Common errors learning ASL

I taught ASL for three years here in Tokyo, and I’ve seen some interesting errors pop up among Japanese students learning ASL, that would probably never come up among hearing students in the US. But when you think about them, they make perfect sense.

A common error is mouthing a Japanese word while signing an ASL sign. For example, mouthing ‘aru’ while signing out ‘have.’ “Aru” is indeed the closest word to “have,” but mouthing it would possibly render the whole sign or even the whole message incomprehensible to a native signer of ASL. Seeing that reinforced to me the dictum that a sign is not limited to the hands, but the whole body. It should be the body signing, not the hands signing. The subtle movement of the head, the mouth shape, the shoulders’s tilt. Even Deaf people, native signers, often have the misconception that the sign is confined to the hands, and it showed in my students, some of them Deaf themselves.

Mouthing Japanese words betrays that they are thinking in Japanese, not ASL. Even if you mouth it in English, it is no better – you should not be thinking in English anyway, although many of us still do.

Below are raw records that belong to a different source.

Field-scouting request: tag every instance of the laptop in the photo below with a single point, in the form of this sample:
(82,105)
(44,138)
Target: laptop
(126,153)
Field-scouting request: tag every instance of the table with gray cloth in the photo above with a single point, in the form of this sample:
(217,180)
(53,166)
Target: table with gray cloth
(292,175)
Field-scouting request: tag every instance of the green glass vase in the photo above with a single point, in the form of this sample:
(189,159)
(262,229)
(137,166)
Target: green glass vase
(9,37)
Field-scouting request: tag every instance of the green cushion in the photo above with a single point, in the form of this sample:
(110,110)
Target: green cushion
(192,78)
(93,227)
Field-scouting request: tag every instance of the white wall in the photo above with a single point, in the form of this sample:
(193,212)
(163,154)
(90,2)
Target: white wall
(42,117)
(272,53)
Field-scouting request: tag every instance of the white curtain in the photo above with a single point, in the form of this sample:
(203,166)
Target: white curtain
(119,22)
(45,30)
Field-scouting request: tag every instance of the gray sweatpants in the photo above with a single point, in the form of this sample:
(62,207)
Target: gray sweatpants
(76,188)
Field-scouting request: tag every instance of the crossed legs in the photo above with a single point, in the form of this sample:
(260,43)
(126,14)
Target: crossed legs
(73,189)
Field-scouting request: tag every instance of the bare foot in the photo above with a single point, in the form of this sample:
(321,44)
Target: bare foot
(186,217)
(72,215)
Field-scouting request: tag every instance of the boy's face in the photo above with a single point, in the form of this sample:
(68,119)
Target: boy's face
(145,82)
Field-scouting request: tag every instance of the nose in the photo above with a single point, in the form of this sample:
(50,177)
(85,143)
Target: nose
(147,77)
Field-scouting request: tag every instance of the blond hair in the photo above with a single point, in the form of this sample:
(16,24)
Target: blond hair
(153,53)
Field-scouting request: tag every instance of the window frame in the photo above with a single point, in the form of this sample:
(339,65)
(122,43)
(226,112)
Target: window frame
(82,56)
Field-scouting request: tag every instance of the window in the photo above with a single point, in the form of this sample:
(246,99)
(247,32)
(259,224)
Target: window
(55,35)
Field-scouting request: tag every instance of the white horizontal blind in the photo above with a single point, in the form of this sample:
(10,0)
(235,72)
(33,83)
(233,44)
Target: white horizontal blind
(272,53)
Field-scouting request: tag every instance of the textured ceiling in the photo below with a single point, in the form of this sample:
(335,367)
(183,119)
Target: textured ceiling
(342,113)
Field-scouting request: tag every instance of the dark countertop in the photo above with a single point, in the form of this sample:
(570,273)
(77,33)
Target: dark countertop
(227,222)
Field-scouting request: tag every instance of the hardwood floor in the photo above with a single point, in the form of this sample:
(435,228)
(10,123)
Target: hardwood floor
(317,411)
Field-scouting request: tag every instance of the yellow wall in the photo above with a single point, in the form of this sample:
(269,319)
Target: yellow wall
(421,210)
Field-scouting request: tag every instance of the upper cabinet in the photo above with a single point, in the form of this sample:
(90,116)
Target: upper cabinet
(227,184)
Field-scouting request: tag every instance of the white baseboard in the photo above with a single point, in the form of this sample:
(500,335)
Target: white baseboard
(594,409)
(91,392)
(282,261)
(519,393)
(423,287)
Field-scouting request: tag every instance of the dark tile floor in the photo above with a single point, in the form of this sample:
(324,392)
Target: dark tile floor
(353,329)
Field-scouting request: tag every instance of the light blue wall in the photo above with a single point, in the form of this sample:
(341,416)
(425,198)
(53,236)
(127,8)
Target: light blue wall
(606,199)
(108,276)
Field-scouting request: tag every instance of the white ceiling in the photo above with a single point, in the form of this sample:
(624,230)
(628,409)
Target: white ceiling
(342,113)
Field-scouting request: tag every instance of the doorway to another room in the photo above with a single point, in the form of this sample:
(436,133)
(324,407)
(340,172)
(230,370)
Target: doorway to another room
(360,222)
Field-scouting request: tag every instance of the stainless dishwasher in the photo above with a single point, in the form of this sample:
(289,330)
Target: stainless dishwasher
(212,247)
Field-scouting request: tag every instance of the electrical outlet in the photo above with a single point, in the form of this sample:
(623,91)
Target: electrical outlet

Another one is the handshape. In JSL there is a handshape that does not exist in ASL: the open-hand, ring finger out. The closest handshape in ASL is “seven,” but that uses the thumb. In Japan, that sing is used for the word “medicine” (kusuri). I teach them the ASL sign for “medicine” (using the middle finger) and they invariably use the wrong finger – I do not blame them, the signs are so similar. However, they sometimes use the ring finger instead of the middle finger in another signs, like “SICK-OF.”

Word order is particularly interesting, because in Japanese the basic sentence structure is S-O-V, and ASL often follows that structure as well, expect you usually repeat the S, like “YOU-HOMEWORK-FINISH-YOU?” A student with a meticulous bent would sign out “I-STORE-GO,” which isn’t so bad, expect that he mouthed it out in perfect Japanese: “WATASHI-OMISE-ITTA” which gave me a linguistic aneurysm. I’ve never heard a word in my life, but it must be like listening to two different languages at the same time, while understanding both. He’s halfway there, yet strangely so far away.

I suppose what I want to say to prospective students: be aware of your linguistic preconceptions and tendencies, what language you are thinking of, and try to break out from it. But that is difficult for those with weak CL or gesture skills. And the more signing models you learn from, the better.